Il peut donc être pertinent de refaire le point après plusieurs années de mariage, et notamment lorsqu’un événement important est intervenu : développement ou cession d’une entreprise, acquisition d’un patrimoine immobilier significatif, héritage ou donation, naissance ou départ des enfants, famille recomposée, forte évolution du patrimoine de l’un des conjoints ou préparation de la retraite et de la transmission.

Et si votre régime matrimonial était devenu le maillon oublié de votre stratégie patrimoniale ?

Nous analysons régulièrement la composition des placements, la fiscalité, la retraite ou encore la transmission. La manière dont le couple organise juridiquement son patrimoine mérite la même attention.

Un bilan patrimonial peut permettre de vérifier la cohérence entre votre situation matrimoniale actuelle, la nature de vos actifs, vos risques professionnels et vos objectifs de protection du conjoint et des enfants.

Nous vous proposons de faire le point avec votre conseiller afin de déterminer si votre organisation matrimoniale est toujours adaptée à votre patrimoine et à vos priorités familiales.

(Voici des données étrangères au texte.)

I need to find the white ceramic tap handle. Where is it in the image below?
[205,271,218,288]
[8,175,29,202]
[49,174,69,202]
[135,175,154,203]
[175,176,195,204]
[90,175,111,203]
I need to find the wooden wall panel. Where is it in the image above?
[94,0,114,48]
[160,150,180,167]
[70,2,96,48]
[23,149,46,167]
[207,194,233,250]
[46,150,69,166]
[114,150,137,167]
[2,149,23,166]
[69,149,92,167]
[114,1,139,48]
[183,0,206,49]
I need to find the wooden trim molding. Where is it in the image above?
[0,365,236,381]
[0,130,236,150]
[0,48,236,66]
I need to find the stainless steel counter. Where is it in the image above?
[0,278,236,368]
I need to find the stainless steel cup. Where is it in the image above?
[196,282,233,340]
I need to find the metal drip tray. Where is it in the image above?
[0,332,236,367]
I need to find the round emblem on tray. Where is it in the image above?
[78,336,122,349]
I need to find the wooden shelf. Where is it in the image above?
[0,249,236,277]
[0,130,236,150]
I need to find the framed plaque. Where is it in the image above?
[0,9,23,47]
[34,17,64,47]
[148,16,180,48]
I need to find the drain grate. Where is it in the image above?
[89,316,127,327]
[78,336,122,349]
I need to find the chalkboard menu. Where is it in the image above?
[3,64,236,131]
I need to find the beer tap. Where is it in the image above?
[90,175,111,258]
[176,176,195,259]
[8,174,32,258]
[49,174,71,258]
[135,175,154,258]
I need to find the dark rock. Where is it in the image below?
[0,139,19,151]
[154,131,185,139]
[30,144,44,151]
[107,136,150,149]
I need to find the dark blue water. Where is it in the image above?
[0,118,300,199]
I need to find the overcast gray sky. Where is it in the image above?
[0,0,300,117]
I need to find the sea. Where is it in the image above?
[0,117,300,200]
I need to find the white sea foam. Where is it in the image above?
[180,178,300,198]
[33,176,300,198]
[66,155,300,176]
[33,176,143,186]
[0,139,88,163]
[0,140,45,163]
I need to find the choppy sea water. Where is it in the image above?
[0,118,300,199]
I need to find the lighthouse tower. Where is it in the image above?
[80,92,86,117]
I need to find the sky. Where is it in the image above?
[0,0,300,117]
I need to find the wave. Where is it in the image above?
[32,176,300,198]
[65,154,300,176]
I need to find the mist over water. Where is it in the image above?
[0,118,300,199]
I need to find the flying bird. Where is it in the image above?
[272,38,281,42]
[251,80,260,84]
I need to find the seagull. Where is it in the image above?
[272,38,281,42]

Lorsque cela est nécessaire, cette réflexion est naturellement menée en coordination avec votre notaire et vos autres conseils.

Le rapport du Conseil supérieur du notariat de septembre 2026 formule des propositions d’évolution du droit : celles-ci ne doivent pas être confondues avec des dispositions législatives déjà adoptées. L’intérêt du rapport est aussi de mettre en lumière, dès aujourd’hui, les questions patrimoniales auxquelles les couples sont confrontés.